Когда замок - достопримечательность его родного города - исчез из вида, он закурил сигарету и достал повестку из конверта. Он снова и снова вглядывался в название полка, и мысли его плясали в хороводе вокруг букв. Я хотел туда, и я этим доволен! И теперь у меня получилось - великая "блевелуя"! Возьми себя в руки, старая квашня. Не у одного у тебя такое. У одного? Разве я один еду здесь с этим неопределенным чувством? Ведь у других тоже тянет желудок и стоит ком в горле. Он знал, что перед учителями или перед зубным врачом бледнели даже самые крепкие из его друзей. Но после призыва? Он не мог вспомнить, чтобы читал об этом или слышал. О рекрутских временах - да. О бессмысленной казарменной тупой муштре на плацу, о феномене безотказной власти голоса обучающего, о его изобретательности в мучениях рекрутов, о его неиссякаемом запасе крепких выражений - да, но о тянущем чувстве в желудке, страхе?
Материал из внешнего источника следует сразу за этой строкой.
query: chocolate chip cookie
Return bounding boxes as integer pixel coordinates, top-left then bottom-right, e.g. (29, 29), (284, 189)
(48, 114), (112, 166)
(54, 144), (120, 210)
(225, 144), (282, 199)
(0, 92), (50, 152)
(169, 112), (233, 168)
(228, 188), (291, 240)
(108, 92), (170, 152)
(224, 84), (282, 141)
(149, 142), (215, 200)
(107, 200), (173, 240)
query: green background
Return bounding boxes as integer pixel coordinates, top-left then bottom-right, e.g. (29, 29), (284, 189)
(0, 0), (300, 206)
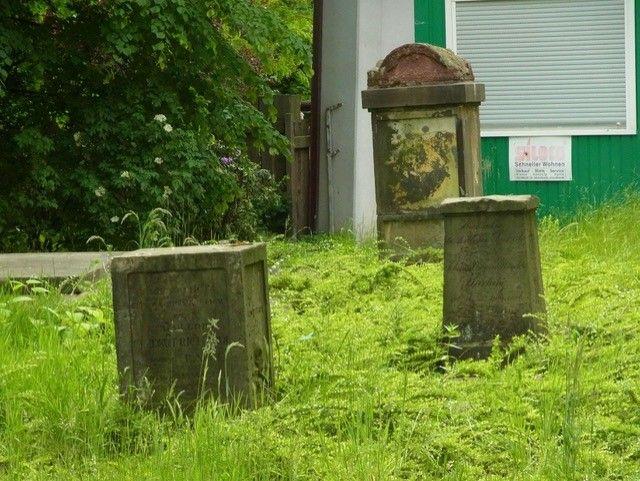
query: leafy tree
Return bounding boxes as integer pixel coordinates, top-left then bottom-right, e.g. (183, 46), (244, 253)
(0, 0), (309, 250)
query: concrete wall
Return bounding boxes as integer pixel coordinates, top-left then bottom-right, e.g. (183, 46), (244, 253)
(318, 0), (414, 239)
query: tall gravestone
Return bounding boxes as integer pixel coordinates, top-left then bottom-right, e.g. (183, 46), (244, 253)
(111, 244), (273, 407)
(362, 44), (484, 255)
(440, 195), (545, 358)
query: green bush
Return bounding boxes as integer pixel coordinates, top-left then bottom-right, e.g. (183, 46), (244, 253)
(0, 0), (309, 251)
В Лихтенфельзе купе наполнилось. Он забился в угол и закрыл лицо воротником пальто. Разгулялись воспоминания. В его комнате верхний ряд книжных полок высотой в рост человека был заставлен военной литературой. В основном это были книги в скромных серых льняных переплетах с заглавиями, напечатанными черной краской. И он перебирал их в своей памяти, пытался еще раз перелистать "Отделение Бёземюллера", "Семерку под Верденом", "В стальной буре", "Призраки у мертвеца" - так они назывались. Однако в созвучии с его настроением сейчас на самом деле были две книги из шкафа его деда: "На Западном фронте без перемен" и "В стальной купели 17-го года". В страницах этих книг сидел страх, страх поездки на фронт, страх перед крещением огнем, страх перед жестокостями войны. А у него этот страх появился уже на пути в казарму!